Who is to blame?

Who is to blame? That is one of those universal questions. We tend to believe that if we figure out who to blame for a problem or mistake that will make things better. Who is to blame for how my life, our lives, the world, and fill in the blank are not as the should be? Whose fault is it? Because, if I could just find out who it was that didn’t put a new garbage bag in the garbage can, or who hacked into that gas pipeline and made filling up the gas tank so expensive, or who voted for this or that person who does something I don’t like, or what company is really responsible for ruining the environment, then I could blame them. I, perhaps I could say we, could blame whoever did these and countless other things every day for every problem in the world. And that would make us all feel better.  And if we are really lucky, we can yell at them on social media. That will fix things for sure! Of course, it doesn’t get a new garbage bag put in the garbage can does it? And that is really what will make things better.

We human beings are very good at blaming someone or something else for things that go wrong. This isn’t about thinking through a problem looking for the truth or taking ownership of our own little corner of the world, it is finding a quick source to dump responsibility upon so we can have an outlet for our frustration and anger. We seem to believe that knowing who to blame is, in itself, a solution.

In our text for this morning from the book of Genesis, (Genesis 3:8-15) we hear a familiar tale from the primordial days of humanity about sin. This story is about, as it is sometimes called, original sin, or as it is said a little better, the origins of sin. Even the title we give this story “Original Sin” seems to imply that’s where the blame lies. This way of labeling this part of Adam and Eve’s story is a pretty modern idea and it is unlikely that even Rabbis of Jesus day would have taught this as the single source of sin. Original Sin implies there is one source, one person worthy of our scorn for such a thing as this that has caused us truly immeasurable pain and suffering throughout time.
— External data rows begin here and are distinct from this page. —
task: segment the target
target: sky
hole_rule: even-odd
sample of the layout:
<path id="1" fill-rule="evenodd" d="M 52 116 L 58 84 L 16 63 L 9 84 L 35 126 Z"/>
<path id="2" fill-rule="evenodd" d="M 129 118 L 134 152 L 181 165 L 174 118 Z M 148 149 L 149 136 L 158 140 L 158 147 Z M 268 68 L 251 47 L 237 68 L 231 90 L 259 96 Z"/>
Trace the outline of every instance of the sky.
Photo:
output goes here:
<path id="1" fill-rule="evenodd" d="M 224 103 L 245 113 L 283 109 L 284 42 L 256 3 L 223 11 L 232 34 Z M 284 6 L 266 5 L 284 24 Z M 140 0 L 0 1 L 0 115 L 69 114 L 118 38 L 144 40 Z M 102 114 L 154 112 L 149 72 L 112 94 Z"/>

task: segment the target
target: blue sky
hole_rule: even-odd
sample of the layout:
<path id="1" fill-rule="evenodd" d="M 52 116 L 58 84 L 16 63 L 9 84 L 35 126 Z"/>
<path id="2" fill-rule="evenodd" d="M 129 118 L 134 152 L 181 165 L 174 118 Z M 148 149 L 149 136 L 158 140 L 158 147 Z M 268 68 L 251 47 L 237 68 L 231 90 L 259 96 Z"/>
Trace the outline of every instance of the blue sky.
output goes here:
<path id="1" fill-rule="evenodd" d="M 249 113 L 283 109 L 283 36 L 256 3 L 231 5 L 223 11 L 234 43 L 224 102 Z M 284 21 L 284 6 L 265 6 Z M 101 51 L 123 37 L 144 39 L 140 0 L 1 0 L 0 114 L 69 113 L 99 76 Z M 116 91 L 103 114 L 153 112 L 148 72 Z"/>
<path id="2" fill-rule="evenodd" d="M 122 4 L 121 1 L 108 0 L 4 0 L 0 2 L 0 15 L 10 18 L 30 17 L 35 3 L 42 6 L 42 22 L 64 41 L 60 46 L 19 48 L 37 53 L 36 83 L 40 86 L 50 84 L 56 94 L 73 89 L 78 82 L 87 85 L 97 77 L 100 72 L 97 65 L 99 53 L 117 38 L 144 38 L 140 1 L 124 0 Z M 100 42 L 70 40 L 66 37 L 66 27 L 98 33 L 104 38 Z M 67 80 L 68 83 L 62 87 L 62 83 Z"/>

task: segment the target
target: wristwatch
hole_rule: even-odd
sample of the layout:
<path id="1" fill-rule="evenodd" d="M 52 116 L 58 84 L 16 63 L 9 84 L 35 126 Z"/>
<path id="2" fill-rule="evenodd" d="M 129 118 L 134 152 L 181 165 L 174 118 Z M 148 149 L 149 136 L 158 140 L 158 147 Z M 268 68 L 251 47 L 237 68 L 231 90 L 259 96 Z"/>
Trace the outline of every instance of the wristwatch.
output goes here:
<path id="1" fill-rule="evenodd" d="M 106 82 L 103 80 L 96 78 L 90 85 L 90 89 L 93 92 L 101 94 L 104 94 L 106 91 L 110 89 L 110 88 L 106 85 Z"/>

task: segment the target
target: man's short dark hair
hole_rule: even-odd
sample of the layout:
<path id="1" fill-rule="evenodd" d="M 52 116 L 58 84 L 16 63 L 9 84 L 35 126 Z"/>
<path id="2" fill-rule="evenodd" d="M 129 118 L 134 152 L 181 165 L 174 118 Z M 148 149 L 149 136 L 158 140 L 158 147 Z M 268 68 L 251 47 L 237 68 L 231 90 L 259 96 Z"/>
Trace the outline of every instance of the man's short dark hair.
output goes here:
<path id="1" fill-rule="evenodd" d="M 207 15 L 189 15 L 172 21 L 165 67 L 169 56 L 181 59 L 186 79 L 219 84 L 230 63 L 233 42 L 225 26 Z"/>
Look! There she is! It’s Eve! The greatest scapegoat of human history! It’s her fault! She disobeyed God! She had some sort of relationship with the evil serpent and now she can tempt men to sin! She is weak and evil! Beware of her and all of her daughters for they are all manner of darkness and her sin and will contaminate everything!
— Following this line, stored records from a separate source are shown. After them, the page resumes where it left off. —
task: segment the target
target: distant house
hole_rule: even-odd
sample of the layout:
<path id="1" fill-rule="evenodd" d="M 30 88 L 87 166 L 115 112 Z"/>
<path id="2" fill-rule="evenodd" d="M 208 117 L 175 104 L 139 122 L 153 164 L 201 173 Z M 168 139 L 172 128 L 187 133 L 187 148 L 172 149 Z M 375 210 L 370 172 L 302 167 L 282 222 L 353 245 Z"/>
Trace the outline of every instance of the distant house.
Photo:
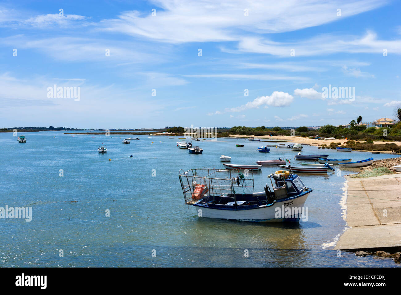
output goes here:
<path id="1" fill-rule="evenodd" d="M 394 120 L 392 119 L 389 119 L 388 118 L 380 118 L 378 120 L 376 120 L 375 125 L 379 127 L 391 127 L 395 125 Z"/>

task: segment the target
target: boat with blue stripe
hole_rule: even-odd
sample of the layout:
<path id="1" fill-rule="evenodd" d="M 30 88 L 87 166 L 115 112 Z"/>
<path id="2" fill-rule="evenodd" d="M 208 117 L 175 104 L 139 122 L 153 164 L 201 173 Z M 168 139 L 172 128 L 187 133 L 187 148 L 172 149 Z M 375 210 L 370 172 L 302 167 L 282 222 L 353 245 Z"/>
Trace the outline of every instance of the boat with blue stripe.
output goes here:
<path id="1" fill-rule="evenodd" d="M 269 153 L 270 149 L 267 146 L 259 146 L 257 148 L 257 151 L 259 153 Z"/>
<path id="2" fill-rule="evenodd" d="M 317 160 L 328 157 L 328 155 L 297 155 L 295 156 L 295 159 L 297 160 Z"/>
<path id="3" fill-rule="evenodd" d="M 352 159 L 326 159 L 319 158 L 318 159 L 318 162 L 322 164 L 328 163 L 329 164 L 339 164 L 340 163 L 346 163 L 351 162 Z"/>
<path id="4" fill-rule="evenodd" d="M 352 149 L 348 149 L 347 148 L 338 147 L 336 148 L 336 149 L 338 152 L 352 152 Z"/>
<path id="5" fill-rule="evenodd" d="M 266 184 L 257 192 L 252 171 L 181 169 L 179 177 L 185 203 L 193 205 L 199 217 L 262 222 L 308 219 L 304 205 L 312 190 L 292 171 L 271 173 L 271 187 Z"/>

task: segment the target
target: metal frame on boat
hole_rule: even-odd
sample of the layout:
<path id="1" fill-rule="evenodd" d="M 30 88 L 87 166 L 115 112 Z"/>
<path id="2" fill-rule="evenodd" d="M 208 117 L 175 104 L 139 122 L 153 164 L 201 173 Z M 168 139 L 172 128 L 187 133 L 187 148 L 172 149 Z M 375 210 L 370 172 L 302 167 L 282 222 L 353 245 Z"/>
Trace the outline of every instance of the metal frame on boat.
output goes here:
<path id="1" fill-rule="evenodd" d="M 255 192 L 251 171 L 242 173 L 235 169 L 181 169 L 179 175 L 185 203 L 193 205 L 200 217 L 299 222 L 312 190 L 288 171 L 276 171 L 268 177 L 271 187 L 266 185 L 263 191 Z"/>

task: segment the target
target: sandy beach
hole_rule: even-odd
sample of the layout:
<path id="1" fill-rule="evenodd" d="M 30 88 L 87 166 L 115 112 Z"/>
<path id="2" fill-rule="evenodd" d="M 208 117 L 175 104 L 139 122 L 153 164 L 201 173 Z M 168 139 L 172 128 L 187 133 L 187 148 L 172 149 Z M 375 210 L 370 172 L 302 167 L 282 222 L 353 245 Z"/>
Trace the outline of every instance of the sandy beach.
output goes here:
<path id="1" fill-rule="evenodd" d="M 248 138 L 252 136 L 251 135 L 240 135 L 239 134 L 231 135 L 229 136 L 230 137 L 243 137 Z M 324 139 L 314 139 L 310 138 L 308 137 L 302 137 L 300 136 L 286 136 L 285 135 L 275 135 L 273 136 L 269 136 L 268 135 L 263 135 L 261 136 L 254 136 L 255 138 L 265 139 L 276 141 L 277 140 L 282 141 L 283 142 L 292 142 L 294 143 L 300 143 L 301 144 L 309 144 L 311 146 L 318 146 L 320 144 L 326 144 L 329 145 L 331 142 L 341 142 L 341 145 L 345 144 L 348 139 L 332 139 L 329 140 L 325 140 Z M 385 143 L 395 143 L 397 145 L 401 146 L 401 142 L 400 141 L 374 141 L 373 143 L 377 144 L 383 144 Z M 385 151 L 364 151 L 358 150 L 361 152 L 369 152 L 370 153 L 374 152 L 380 152 L 383 153 L 391 153 L 392 152 Z"/>

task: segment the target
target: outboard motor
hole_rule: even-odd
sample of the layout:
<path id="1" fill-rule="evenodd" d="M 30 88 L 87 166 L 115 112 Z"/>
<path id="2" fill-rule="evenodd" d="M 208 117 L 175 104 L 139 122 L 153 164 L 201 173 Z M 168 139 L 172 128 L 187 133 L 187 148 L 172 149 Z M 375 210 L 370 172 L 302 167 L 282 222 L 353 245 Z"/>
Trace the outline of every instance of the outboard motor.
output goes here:
<path id="1" fill-rule="evenodd" d="M 332 170 L 333 171 L 335 171 L 335 170 L 334 170 L 334 168 L 332 167 L 331 166 L 328 165 L 328 163 L 326 163 L 324 164 L 324 167 L 328 168 L 329 169 Z"/>

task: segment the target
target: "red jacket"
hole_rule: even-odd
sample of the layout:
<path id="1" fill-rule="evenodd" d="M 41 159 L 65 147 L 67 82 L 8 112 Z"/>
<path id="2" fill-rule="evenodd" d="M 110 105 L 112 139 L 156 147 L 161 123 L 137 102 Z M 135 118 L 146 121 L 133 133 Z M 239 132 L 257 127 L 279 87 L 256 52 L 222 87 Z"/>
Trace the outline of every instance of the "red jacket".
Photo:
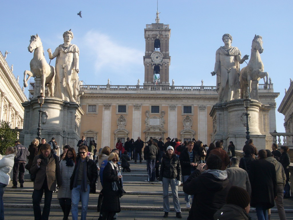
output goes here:
<path id="1" fill-rule="evenodd" d="M 181 145 L 180 144 L 180 143 L 179 142 L 179 141 L 178 141 L 178 142 L 176 143 L 176 144 L 175 145 L 175 147 L 174 147 L 174 151 L 175 151 L 175 153 L 178 155 L 180 155 L 180 153 L 181 152 L 180 152 L 177 150 L 177 147 Z"/>
<path id="2" fill-rule="evenodd" d="M 124 151 L 125 150 L 125 149 L 123 147 L 123 145 L 122 144 L 122 143 L 121 142 L 120 143 L 118 143 L 117 142 L 116 143 L 116 148 L 119 150 L 120 151 L 121 151 L 121 153 L 124 153 Z"/>

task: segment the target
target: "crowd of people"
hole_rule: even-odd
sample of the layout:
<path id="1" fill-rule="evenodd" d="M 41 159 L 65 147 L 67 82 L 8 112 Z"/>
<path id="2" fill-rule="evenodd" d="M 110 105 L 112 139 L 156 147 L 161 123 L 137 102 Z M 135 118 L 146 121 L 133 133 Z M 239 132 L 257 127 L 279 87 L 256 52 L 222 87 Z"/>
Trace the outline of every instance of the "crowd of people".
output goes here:
<path id="1" fill-rule="evenodd" d="M 52 193 L 57 189 L 64 220 L 71 211 L 72 219 L 77 219 L 80 202 L 81 219 L 85 219 L 89 194 L 96 193 L 96 188 L 100 191 L 99 220 L 116 219 L 121 210 L 120 198 L 125 192 L 122 173 L 131 172 L 130 160 L 141 163 L 143 156 L 147 165 L 145 181 L 158 181 L 162 185 L 164 218 L 170 211 L 169 186 L 176 216 L 182 218 L 178 187 L 183 185 L 186 207 L 190 208 L 189 220 L 248 219 L 250 206 L 255 208 L 259 220 L 267 220 L 275 202 L 280 219 L 286 219 L 283 199 L 291 197 L 287 147 L 282 146 L 279 151 L 274 143 L 271 152 L 258 151 L 250 139 L 239 160 L 232 141 L 227 151 L 223 140 L 208 147 L 194 139 L 182 143 L 168 137 L 164 143 L 162 138 L 151 138 L 144 142 L 139 137 L 135 141 L 128 138 L 124 144 L 118 140 L 113 150 L 108 146 L 101 148 L 95 161 L 96 144 L 92 141 L 88 144 L 84 136 L 77 145 L 77 152 L 66 145 L 60 156 L 54 138 L 48 143 L 45 138 L 40 141 L 33 140 L 28 148 L 17 141 L 1 157 L 0 219 L 4 219 L 3 197 L 9 174 L 13 171 L 12 188 L 17 187 L 18 176 L 22 187 L 26 168 L 34 182 L 35 219 L 48 219 Z M 40 204 L 43 194 L 42 212 Z"/>

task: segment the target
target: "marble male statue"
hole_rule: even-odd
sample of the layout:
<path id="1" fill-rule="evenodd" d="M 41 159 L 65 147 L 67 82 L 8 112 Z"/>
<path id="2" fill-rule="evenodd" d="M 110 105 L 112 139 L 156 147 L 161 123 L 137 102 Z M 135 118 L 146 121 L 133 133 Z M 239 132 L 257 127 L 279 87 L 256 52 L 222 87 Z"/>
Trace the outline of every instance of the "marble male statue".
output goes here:
<path id="1" fill-rule="evenodd" d="M 71 31 L 64 32 L 64 43 L 59 45 L 53 54 L 51 49 L 47 51 L 50 59 L 56 57 L 54 96 L 75 102 L 79 89 L 77 74 L 79 72 L 79 50 L 76 45 L 70 43 L 73 38 L 73 33 Z"/>
<path id="2" fill-rule="evenodd" d="M 11 53 L 11 52 L 7 52 L 7 50 L 6 50 L 5 52 L 5 53 L 4 54 L 4 59 L 6 59 L 6 57 L 7 57 L 7 55 L 8 53 Z"/>
<path id="3" fill-rule="evenodd" d="M 249 56 L 246 55 L 241 59 L 238 48 L 231 46 L 232 38 L 230 34 L 225 34 L 222 40 L 225 45 L 216 52 L 215 68 L 211 73 L 212 76 L 217 74 L 218 101 L 221 102 L 239 98 L 240 65 Z"/>

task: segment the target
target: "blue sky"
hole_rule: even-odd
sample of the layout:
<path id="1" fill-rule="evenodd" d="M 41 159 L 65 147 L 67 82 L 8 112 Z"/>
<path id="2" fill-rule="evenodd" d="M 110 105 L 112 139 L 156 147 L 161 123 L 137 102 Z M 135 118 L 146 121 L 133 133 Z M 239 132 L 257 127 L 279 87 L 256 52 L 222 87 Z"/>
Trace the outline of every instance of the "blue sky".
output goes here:
<path id="1" fill-rule="evenodd" d="M 20 76 L 21 87 L 23 73 L 33 57 L 27 49 L 30 35 L 38 33 L 49 62 L 47 49 L 54 51 L 63 43 L 62 34 L 70 29 L 71 42 L 80 51 L 80 80 L 90 85 L 105 85 L 108 78 L 112 85 L 134 85 L 138 78 L 143 82 L 144 29 L 155 23 L 156 0 L 2 1 L 0 50 L 11 53 L 6 60 L 13 65 L 16 77 Z M 263 37 L 265 71 L 280 93 L 279 107 L 293 78 L 292 1 L 159 0 L 158 4 L 161 22 L 171 29 L 170 81 L 199 85 L 202 79 L 205 85 L 215 85 L 210 73 L 216 51 L 223 45 L 223 35 L 232 36 L 232 45 L 243 56 L 250 55 L 256 34 Z M 77 15 L 80 10 L 82 18 Z M 284 132 L 284 116 L 277 111 L 276 115 L 277 131 Z"/>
All of the crimes committed against women simply because they are women, which are Legion, are not the fault of this story, but that view of this story has surely permitted centuries of believing women are weaker, dangerous, and somehow more connected to Satan than men. This interpretation, so skewed and distorted, also makes it possible for us to turn away from or be silent in the face of injustice towards women and many others throughout history because if are the bringers of Original Sin, they probably get what they deserve.

I wish that I could tell you that I’ve only read that argument in musty old books written by men who were shaped by the historic setting in which they lived. I wish I could say that I’ve never personally heard anyone make that argument overtly, out loud, to me. I wish that I could say that when I’ve heard that belief spoken it was only by people who did not know better or that it was only spoken by men. But I cannot say any of those things.
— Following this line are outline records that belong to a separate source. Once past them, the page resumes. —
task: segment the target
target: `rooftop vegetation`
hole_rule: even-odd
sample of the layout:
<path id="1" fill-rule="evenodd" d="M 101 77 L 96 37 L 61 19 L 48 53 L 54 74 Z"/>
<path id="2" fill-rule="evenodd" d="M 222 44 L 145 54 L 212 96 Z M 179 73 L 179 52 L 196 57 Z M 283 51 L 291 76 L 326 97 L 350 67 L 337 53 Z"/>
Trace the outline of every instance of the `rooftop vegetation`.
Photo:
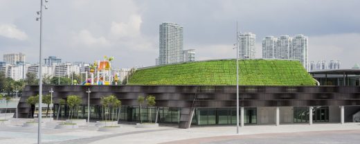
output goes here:
<path id="1" fill-rule="evenodd" d="M 316 82 L 298 61 L 240 60 L 240 84 L 313 86 Z M 236 85 L 236 60 L 210 60 L 138 69 L 129 84 Z"/>

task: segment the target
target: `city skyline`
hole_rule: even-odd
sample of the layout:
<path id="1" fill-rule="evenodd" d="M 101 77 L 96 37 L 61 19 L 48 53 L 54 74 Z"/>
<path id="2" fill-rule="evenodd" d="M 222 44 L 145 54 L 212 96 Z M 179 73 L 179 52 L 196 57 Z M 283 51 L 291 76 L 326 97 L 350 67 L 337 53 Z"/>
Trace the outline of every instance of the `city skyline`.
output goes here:
<path id="1" fill-rule="evenodd" d="M 255 58 L 262 57 L 261 38 L 303 33 L 311 39 L 310 60 L 339 60 L 343 68 L 360 61 L 356 55 L 359 53 L 356 48 L 359 46 L 357 39 L 360 38 L 360 19 L 355 6 L 359 1 L 159 2 L 163 5 L 143 1 L 52 1 L 44 15 L 44 55 L 69 62 L 92 62 L 103 55 L 114 55 L 116 67 L 154 65 L 159 48 L 159 24 L 172 21 L 186 28 L 183 47 L 195 47 L 197 60 L 235 58 L 232 45 L 236 42 L 237 20 L 241 31 L 252 32 L 259 37 Z M 109 3 L 111 6 L 108 7 Z M 0 55 L 23 52 L 26 61 L 37 62 L 37 5 L 7 0 L 0 6 L 3 17 L 0 20 Z M 15 6 L 17 10 L 9 8 Z M 294 8 L 303 8 L 303 12 Z M 334 12 L 334 8 L 339 11 Z M 250 9 L 255 12 L 244 12 Z M 288 11 L 283 15 L 286 21 L 273 19 L 273 14 L 283 10 Z M 102 17 L 105 15 L 108 17 Z"/>

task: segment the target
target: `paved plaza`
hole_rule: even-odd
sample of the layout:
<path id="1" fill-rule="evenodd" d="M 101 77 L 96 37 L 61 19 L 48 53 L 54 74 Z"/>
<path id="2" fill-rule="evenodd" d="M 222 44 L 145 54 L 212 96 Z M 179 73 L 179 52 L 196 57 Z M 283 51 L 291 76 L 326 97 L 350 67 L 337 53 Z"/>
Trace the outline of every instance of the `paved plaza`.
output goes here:
<path id="1" fill-rule="evenodd" d="M 0 126 L 0 143 L 36 143 L 37 127 L 24 127 L 29 119 L 11 118 Z M 95 123 L 74 129 L 57 129 L 53 122 L 44 123 L 44 143 L 355 143 L 360 141 L 360 123 L 315 123 L 275 125 L 249 125 L 235 134 L 234 126 L 193 127 L 179 129 L 177 125 L 160 125 L 156 128 L 136 128 L 121 125 L 118 130 L 98 132 Z"/>

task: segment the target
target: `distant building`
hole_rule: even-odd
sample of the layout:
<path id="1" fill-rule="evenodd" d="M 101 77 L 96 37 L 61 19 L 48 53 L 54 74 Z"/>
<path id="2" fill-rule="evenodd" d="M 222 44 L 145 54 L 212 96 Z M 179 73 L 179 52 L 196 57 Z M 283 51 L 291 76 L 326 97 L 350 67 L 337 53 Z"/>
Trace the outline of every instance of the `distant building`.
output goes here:
<path id="1" fill-rule="evenodd" d="M 155 66 L 157 66 L 159 64 L 159 58 L 155 59 Z"/>
<path id="2" fill-rule="evenodd" d="M 316 69 L 316 64 L 314 63 L 314 61 L 310 62 L 309 66 L 310 71 L 314 71 Z"/>
<path id="3" fill-rule="evenodd" d="M 183 62 L 183 26 L 174 23 L 160 25 L 159 64 Z"/>
<path id="4" fill-rule="evenodd" d="M 273 36 L 267 36 L 262 39 L 262 58 L 273 59 L 274 51 L 276 48 L 276 38 Z"/>
<path id="5" fill-rule="evenodd" d="M 289 35 L 280 35 L 276 41 L 274 57 L 276 59 L 290 60 L 291 37 Z"/>
<path id="6" fill-rule="evenodd" d="M 290 59 L 300 61 L 307 71 L 308 69 L 308 44 L 307 37 L 303 35 L 297 35 L 291 42 Z"/>
<path id="7" fill-rule="evenodd" d="M 265 37 L 262 39 L 262 58 L 298 60 L 309 71 L 308 38 L 303 35 Z M 315 64 L 312 64 L 315 69 Z"/>
<path id="8" fill-rule="evenodd" d="M 31 64 L 28 66 L 27 73 L 34 73 L 37 78 L 39 78 L 39 64 Z M 42 66 L 42 75 L 52 76 L 53 73 L 53 69 L 52 66 L 48 66 L 43 65 Z"/>
<path id="9" fill-rule="evenodd" d="M 55 74 L 53 75 L 56 77 L 67 76 L 68 78 L 70 78 L 70 75 L 73 73 L 79 75 L 80 73 L 80 66 L 78 65 L 74 65 L 70 62 L 66 62 L 55 66 Z"/>
<path id="10" fill-rule="evenodd" d="M 56 56 L 49 56 L 48 58 L 44 59 L 45 64 L 47 66 L 53 66 L 53 64 L 60 64 L 61 59 L 57 58 Z"/>
<path id="11" fill-rule="evenodd" d="M 183 62 L 194 62 L 195 61 L 195 50 L 188 49 L 183 51 Z"/>
<path id="12" fill-rule="evenodd" d="M 239 58 L 255 58 L 255 35 L 251 33 L 240 33 L 239 35 Z"/>
<path id="13" fill-rule="evenodd" d="M 25 55 L 21 53 L 5 54 L 3 62 L 10 64 L 16 64 L 17 62 L 25 62 Z"/>
<path id="14" fill-rule="evenodd" d="M 327 70 L 327 69 L 340 69 L 341 62 L 339 60 L 330 60 L 330 62 L 327 64 L 326 60 L 318 61 L 315 66 L 315 69 L 312 69 L 312 64 L 314 61 L 312 61 L 309 64 L 310 71 L 319 71 L 319 70 Z"/>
This story is about the origins of sin. It is not about the one single, individual person to whom we may point and say is to blame. It really isn’t about a singular act either. It is about the origins, roots, underlying brokenness, the basic building blocks of sin which, unlike salvation, does not have a person as its cornerstone but a tangled mess of a broken world.

There have been countless theological pages written about the scene immediately prior to our text for today; Eve’s conversation with the serpent and her taking the fruit from the Tree of Knowledge and giving it to Adam. The act of disobedience itself is found in a single verse. She took, ate, gave to him who was right there beside her the whole time, and he ate. The story does not stop there. We often stop there because we like the illusion that problems are simple. But the story does not stop there because that set of actions alone might be what we’ve always isolated as The Original Sin, but it is not the origins of sin. That is more complex.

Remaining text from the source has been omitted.